Before you proceed with a divorce, you should be absolutely certain your marriage is beyond saving. If you are uncertain, you should encourage your spouse to join you in marriage counseling with a qualified counselor acceptable to you both.
During the divorce process, you may feel as if your life is coming apart at the seams. You may experience emotional turbulence that will make it difficult for you to focus and make sound decisions for you and your family. An attorney, with years of legal experience and a clear mind, can guide you through the legal process and represent your best interests as you and your spouse part ways.
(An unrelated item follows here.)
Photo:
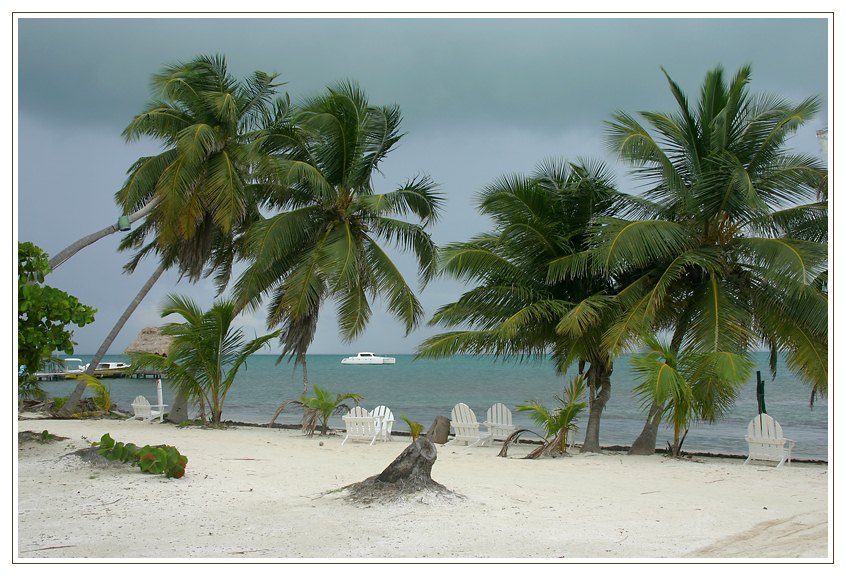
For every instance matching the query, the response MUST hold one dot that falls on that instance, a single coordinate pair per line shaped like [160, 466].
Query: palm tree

Just as no two people are alike, neither are divorces. Every divorce is different. Nancy E. Lusk has the legal experience to handle divorces of all shapes and sizes — whether you have a large estate or small, have children or none.
While a divorce proceeding may be confusing and strange to you, there are six typical phases which the average divorce may go through.
INITIATING THE DIVORCE
A divorce is initiated by the filing of a divorce petition by one of the spouses (the “petitioner”), the service of the petition on the other spouse (the “respondent”), and the filing of a written response (and usually a counter-petition) by the respondent. The manner in which a divorce is initiated can set the time for the rest of the divorce case; therefore, how it is initiated must be carefully considered.
1. Petition for Divorce
The first legal step taken by the petitioner’s attorney is the drafting of an Original Petition for Divorce. It includes the basic information required by the Texas Family Code, states the grounds for a divorce, and requests:
- a divorce,
- a division of community property and a recognition of the petitioner’s separate property, and
- orders concerning the children, etc.
These are standard provisions. If an emergency exists, the petition may contain a request for a Temporary Restraining Order, and it may request the court to make temporary orders.
2. Service of Petition
The respondent must receive a copy of the petition. This may be done in one of two ways. The petition may be formally served on the respondent by a Sheriff, Constable or Private Process Server. Or, the petition may be informally given or mailed to the respondent or his/her attorney. While informal service may be less antagonistic, it has its drawbacks. A respondent is required to file a formal “response” within a time certain, but only if formally served. Nancy E. Lusk will discuss these options with you before the filing of the petition.
3. Response & Counterpetition
If formally served, the respondent must file a written response to the petition within a stated time from the date of service, usually the Monday after 20 days. This response is usually called an “answer” in which the respondent denies all of the allegations in the original petition. This is a standard form which serves to prevent the petitioner from taking a default judgment against the respondent. The respondent may file a counter-petition for divorce against the petitioner. It is usually delivered to the petitioner’s attorney, without formal service on the petitioner.
Between the time of the filing of the petition and the granting of the divorce, the parties usually enter into temporary orders, either by agreement or by court order, to govern the parties, their property, debts and children while the case is pending. It provides temporary relief as the parties work toward a settlement or await a ruling from the court after trial.
NOTE: In Fort Bend County, absent an agreement, mediation will be required prior to a hearing for Temporary Orders if there are child-related issues.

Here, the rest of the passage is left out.